International Journal of Computer Applications |
Foundation of Computer Science (FCS), NY, USA |
Volume 176 - Number 17 |
Year of Publication: 2020 |
Authors: Summit Haque, Md. Abu Shahriar Ratul, Md. Yousuf Ali Khan |
10.5120/ijca2020920120 |
Summit Haque, Md. Abu Shahriar Ratul, Md. Yousuf Ali Khan . Open Source Autonomous Bengali Corpus. International Journal of Computer Applications. 176, 17 ( Apr 2020), 33-37. DOI=10.5120/ijca2020920120
Through Sentiment Analysis System it is possible to know what kind of information is there in a text.

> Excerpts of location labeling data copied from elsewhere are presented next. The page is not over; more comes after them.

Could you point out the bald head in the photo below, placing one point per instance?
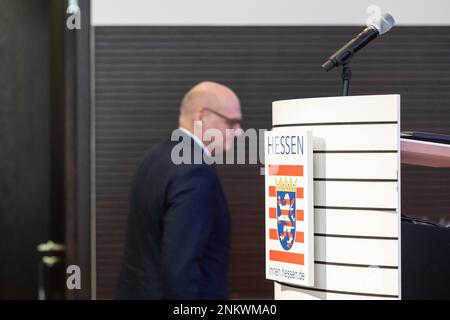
(212, 103)
(208, 94)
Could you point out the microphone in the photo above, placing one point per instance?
(380, 26)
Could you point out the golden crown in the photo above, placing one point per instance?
(286, 185)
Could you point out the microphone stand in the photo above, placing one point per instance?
(346, 77)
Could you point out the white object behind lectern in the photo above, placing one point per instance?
(356, 194)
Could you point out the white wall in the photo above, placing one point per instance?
(265, 12)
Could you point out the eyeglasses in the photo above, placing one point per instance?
(232, 123)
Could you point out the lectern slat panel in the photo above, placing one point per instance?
(355, 165)
(329, 110)
(356, 194)
(365, 222)
(293, 293)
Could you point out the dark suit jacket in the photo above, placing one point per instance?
(177, 239)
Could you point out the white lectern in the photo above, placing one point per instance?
(356, 194)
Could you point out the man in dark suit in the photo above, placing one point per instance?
(178, 232)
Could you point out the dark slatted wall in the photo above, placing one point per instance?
(141, 74)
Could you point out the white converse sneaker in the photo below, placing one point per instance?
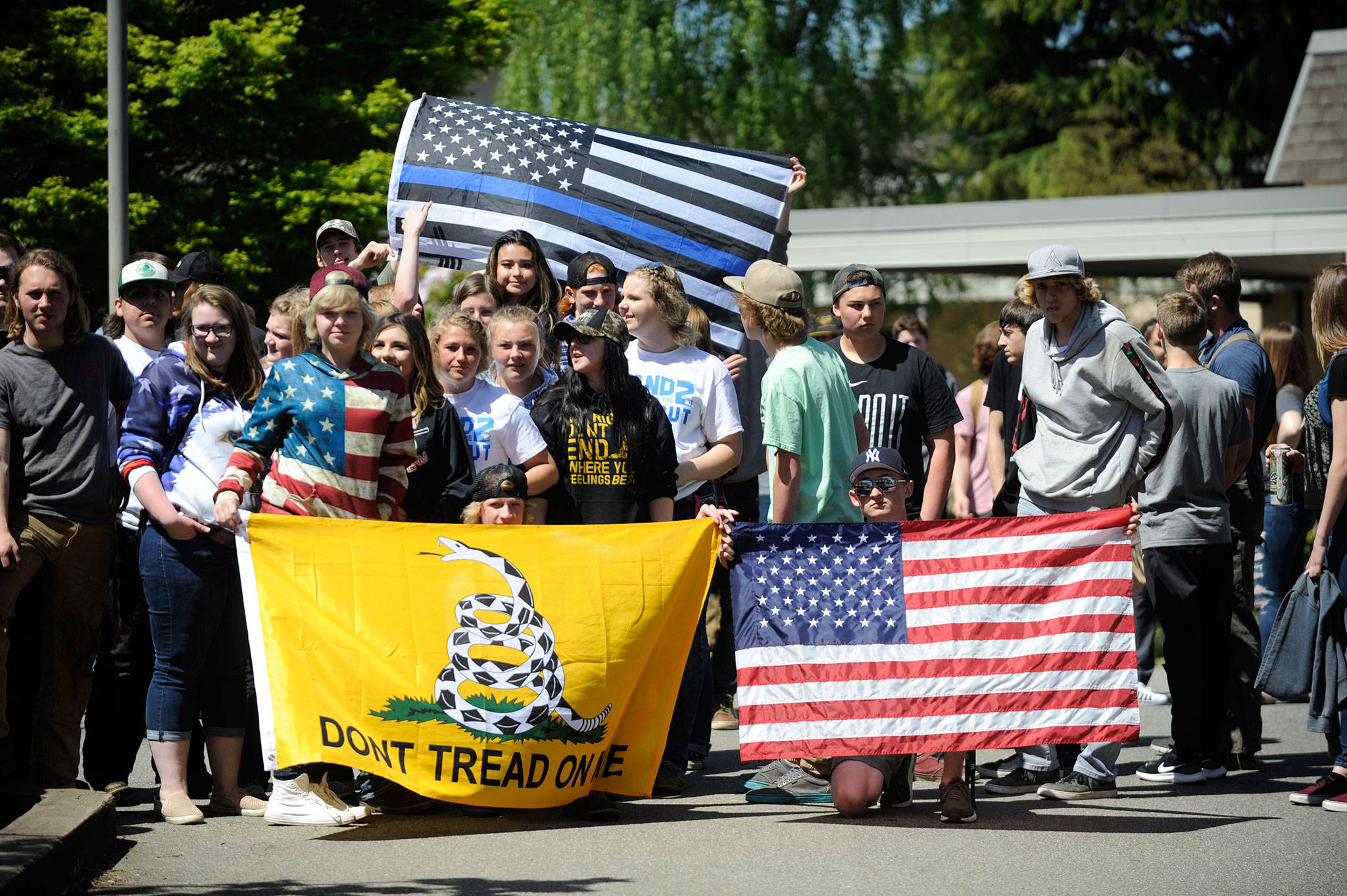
(298, 802)
(360, 812)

For example, one can identify is the text about a particular product, political view, sport, entertainment, education, politics, etc. or not. It is also possible to further categorize text in positive, negative or neutral. So, through proper Sentiment Analysis, the current technology would go to another step. There are so many works on Sentiment Analysis that have been done already in different languages. But due to lack of data, the work on Sentiment Analysis on Bangla Text is very limited. Because word categorization accuracy depends heavily on the size of the text corpus used to derive the inter-word statistics. So, it was planned to develop an automated corpus generation system that traverses the Web collecting text and stores them under the defined category. This flexible scheme can produce very large general-purpose corpora or particular samples of domain-specific text.